Cafes are looking at ways to break up the entrenched mode of customer usage.
American cafe culture is oddly solitary. Core77 notes that American cafes are loosely based on French Coffeehouses. But one crucial difference between French and American cafes is the arraignment of the chairs. In France they face the street and encourage people watching. In America, cafes are designed around power outlets and our wireless connections. Core 77 explains why this might be the case:
In a traditional coffeehouse you sit and plot revolutions or listen to weird, challenging poetry. But Americans are not interested in the complexity of actual politics nor do they have an ear for poetry. So hitting the “Like” button on a Facebook snippet about the latest political pundit’s bumper sticker wisdom or forwarding an e-mail about a cat that wants a cheeseburger are the preferred activities.

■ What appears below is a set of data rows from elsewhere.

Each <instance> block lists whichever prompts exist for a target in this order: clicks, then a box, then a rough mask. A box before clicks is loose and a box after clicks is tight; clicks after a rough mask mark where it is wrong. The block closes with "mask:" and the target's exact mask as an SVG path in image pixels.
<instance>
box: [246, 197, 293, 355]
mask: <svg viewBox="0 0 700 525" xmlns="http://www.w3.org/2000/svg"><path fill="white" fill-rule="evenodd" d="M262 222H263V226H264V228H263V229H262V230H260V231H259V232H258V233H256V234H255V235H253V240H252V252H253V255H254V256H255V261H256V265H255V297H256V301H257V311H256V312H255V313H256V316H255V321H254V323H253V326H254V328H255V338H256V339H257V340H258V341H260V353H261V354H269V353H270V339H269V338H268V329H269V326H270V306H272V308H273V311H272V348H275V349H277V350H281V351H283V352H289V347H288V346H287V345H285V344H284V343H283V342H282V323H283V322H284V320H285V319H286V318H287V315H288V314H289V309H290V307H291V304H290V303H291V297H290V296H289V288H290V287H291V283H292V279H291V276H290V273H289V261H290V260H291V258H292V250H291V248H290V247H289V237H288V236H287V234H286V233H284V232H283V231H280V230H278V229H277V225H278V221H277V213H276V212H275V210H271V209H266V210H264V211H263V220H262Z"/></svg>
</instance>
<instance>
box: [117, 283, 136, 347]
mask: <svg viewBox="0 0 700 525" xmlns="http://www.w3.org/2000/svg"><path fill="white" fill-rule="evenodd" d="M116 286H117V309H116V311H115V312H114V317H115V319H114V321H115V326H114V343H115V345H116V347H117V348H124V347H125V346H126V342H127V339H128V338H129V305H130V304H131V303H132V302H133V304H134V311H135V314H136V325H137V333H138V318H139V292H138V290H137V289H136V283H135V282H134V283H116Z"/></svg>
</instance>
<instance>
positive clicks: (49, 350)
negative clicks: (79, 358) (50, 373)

More and more cafe owners are finding the sit and surf model financially unsustainable. It’s very expensive to pay for rent and wifi and only have patrons buy a coffee and a bagel over the course of an entire afternoon. Some Café owners are ditching the WiFi and going with the of the Italian “stand and serve model,” which encourages social interaction and fast turnaround.
The Times reports:
Instead of idling at a chair, customers at these establishments stand or perch on a stool to down a cappuccino or an iced coffee at the counter. By doing away with the comfy seats, roomy tables and working outlets that many customers now seem to believe are included in the price of a macchiato, the new coffee bars challenge the archetypal American cafe.
Coffee-bar owners say that while space and rent can be considerations, they’re installing counters because they create a lively environment where it’s easy to have a quick, convivial exchange. “There’s clearly a philosophy behind the coffee bar,” said Christian Geckeler, who describes his ongoing odyssey to taste the country’s best coffee on Manseekingcoffee.com. “It puts the emphasis on the coffee and the barista.”